Quels liens les personnes sans domicile entretiennent-elles avec les professionnels du social et de la santé et les institutions (1) ? L'enquête menée au début de 2001 par l'INSEE sur les publics en grande précarité fréquentant les services d'hébergement et de restauration gratuite continue de livrer ses résultats (2).
Il apparaît que 3 % des personnes déclarent n'avoir fait, dans les 12 derniers mois, aucune démarche auprès d'une institution sociale. A l'inverse, 70 % affirment en avoir accompli au moins une, 85 % avoir vu au moins un médecin et 82 % au moins un travailleur social. Si la consultation du corps médical apparaît, du moins en nombre, à peu près équivalente à celle du reste de la population, ce n'est pas le cas pour la fréquentation des travailleurs sociaux, qui est beaucoup plus intensive. Dans la population générale, seuls 7 % des plus de 18 ans ont rencontré un travailleur social dans l'année. Cette proportion monte à 14 % dans les zones urbaines sensibles. Logique, dira-t-on. Mais parmi ces personnes sans domicile, la proportion de celles accompagnées par un travailleur social décroît en fonction de la précarité de l'hébergement : elle est de 88 % chez les personnes en logement aidé, de 79 %parmi celles qui sont hébergées en centre et de 65 % seulement parmi celles ayant dormi dans la rue ou sous un abri de fortune au cours du mois précédent. Les femmes ont plus souvent eu rendez-vous avec un travailleur social que les hommes, les jeunes plus que les aînés, les Français plus que les étrangers.

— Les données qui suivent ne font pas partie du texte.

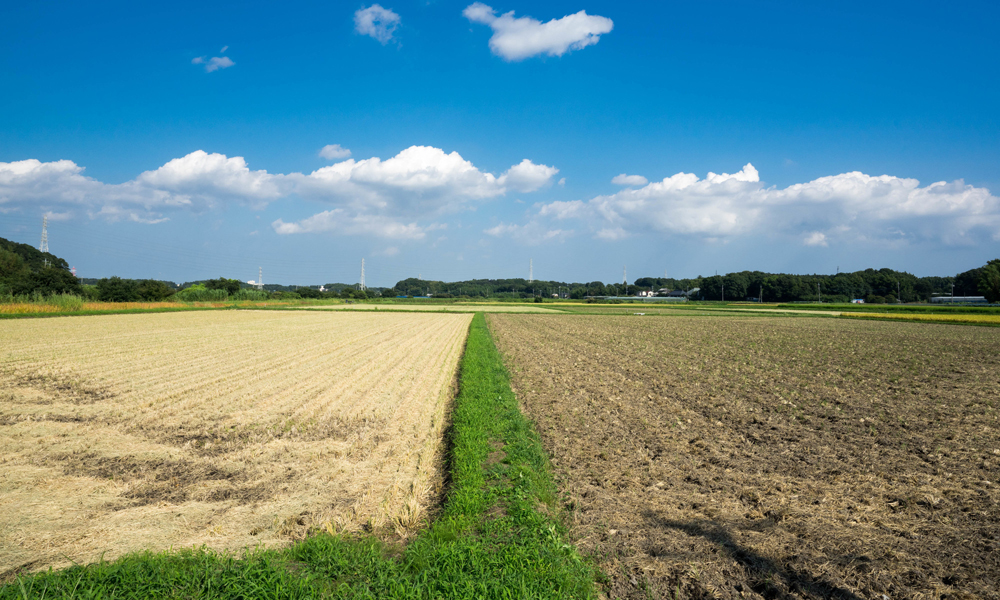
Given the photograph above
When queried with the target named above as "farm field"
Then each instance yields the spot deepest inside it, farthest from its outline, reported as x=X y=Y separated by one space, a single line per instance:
x=229 y=429
x=975 y=319
x=770 y=457
x=457 y=308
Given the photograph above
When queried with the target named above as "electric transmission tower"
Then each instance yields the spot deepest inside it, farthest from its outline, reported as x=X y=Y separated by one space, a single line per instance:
x=44 y=246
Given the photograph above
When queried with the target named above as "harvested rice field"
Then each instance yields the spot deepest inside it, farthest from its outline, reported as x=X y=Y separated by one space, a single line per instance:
x=459 y=308
x=770 y=457
x=228 y=429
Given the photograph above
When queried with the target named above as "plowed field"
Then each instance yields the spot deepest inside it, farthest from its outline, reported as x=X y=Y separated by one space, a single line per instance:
x=231 y=429
x=770 y=457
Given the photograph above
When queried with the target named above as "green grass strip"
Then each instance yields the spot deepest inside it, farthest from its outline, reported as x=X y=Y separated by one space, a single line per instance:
x=499 y=534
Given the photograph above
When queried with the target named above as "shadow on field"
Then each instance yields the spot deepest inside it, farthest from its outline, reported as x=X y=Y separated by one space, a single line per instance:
x=766 y=577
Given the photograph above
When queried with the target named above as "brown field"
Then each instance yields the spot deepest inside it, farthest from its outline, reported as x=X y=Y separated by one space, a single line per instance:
x=770 y=457
x=230 y=429
x=459 y=308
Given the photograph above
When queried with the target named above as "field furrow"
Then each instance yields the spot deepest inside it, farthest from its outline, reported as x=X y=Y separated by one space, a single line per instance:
x=231 y=429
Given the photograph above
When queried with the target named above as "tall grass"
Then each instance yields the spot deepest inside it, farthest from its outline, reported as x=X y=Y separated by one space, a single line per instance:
x=194 y=294
x=251 y=295
x=34 y=303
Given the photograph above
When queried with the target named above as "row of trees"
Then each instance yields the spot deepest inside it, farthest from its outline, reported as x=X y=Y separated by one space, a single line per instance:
x=25 y=271
x=882 y=285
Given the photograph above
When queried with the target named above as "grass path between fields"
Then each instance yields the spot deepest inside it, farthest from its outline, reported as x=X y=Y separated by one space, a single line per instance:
x=499 y=534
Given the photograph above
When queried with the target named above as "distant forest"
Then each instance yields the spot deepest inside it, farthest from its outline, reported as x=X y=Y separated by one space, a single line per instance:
x=882 y=285
x=26 y=271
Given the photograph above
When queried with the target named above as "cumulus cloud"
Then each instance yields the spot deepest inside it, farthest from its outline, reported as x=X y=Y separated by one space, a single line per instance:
x=816 y=238
x=388 y=198
x=215 y=63
x=829 y=210
x=629 y=180
x=334 y=152
x=341 y=221
x=376 y=22
x=523 y=37
x=530 y=233
x=528 y=177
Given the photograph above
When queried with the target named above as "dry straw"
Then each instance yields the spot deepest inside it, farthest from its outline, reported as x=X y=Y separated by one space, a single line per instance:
x=231 y=429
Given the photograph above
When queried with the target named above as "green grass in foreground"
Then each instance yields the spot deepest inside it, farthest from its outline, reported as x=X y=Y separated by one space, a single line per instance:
x=498 y=536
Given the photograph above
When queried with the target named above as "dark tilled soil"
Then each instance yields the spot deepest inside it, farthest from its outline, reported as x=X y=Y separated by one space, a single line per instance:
x=770 y=457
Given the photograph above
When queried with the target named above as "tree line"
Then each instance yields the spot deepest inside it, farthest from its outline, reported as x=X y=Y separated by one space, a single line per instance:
x=25 y=271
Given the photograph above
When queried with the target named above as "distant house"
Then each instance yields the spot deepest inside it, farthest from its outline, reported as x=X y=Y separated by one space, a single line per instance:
x=959 y=299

Huit personnes sur dix ayant vu un travailleur social s'en disent très (45 %) ou plutôt (36 %) satisfaites. Ce jugement est légèrement plus positif que celui exprimé à l'égard des institutions (74 % de satisfaits quand même).
Tandis que les revenus procurés par le travail restent la ressource principale de trois sans-domicile sur dix, six sur dix déclarent avoir perçu au moins une prestation sociale le mois précédent. Mais là-encore, les personnes à l'abri le plus précaire sont celles qui bénéficient le moins souvent des prestations. L'étude estime que, parmi les sans-domicile éligibles au revenu minimum d'insertion, de 5 à 15 % n'y ont pas recours. Sans doute les mêmes qui n'ont pas de contact avec les travailleurs sociaux.
Pour sa part, la caisse nationale des allocations familiales s'est penchée, à partir de cette même enquête, sur le sort de la moitié des sans-domicile qui bénéficient de ses prestations (3). Parmi ces derniers, près de huit sur dix perçoivent l'un des minima sociaux : la moitié le revenu minimum d'insertion, 13 % l'allocation de parent isolé et 17 % l'allocation aux adultes handicapés. 27 % touchent des prestations familiales. Mais dans plus de six cas sur dix les allocataires sans domicile sont aussi sans enfant, une proportion nettement plus élevée que parmi l'ensemble des allocataires.
Les sans-domicile se distinguent également par leur mode de contact avec l'institution. Ils ont beaucoup moins que les autres usagers recours au courrier et moins encore au téléphone. Par contre, 81 % d'entre eux se déplacent au guichet.
(1) « Les contacts avec les intervenants sociaux des sans-domicile usagers des services d'hébergement et de distribution de repas chauds » - DREES - Etudes et Résultats n° 277 - Décembre 2003.
(2) Sur l'objet de cette enquête, voir ASH n° 2197 du 12-01-01 et sur ses premiers résultats en matière de logement voir le n° 2248 du 1-02-02, de santé voir le n° 2307 du 18-04-03 et d'emploi voir le n° 2327 du 3-10-03.
(3) L'e-ssentiel n° 20 - Décembre 2003.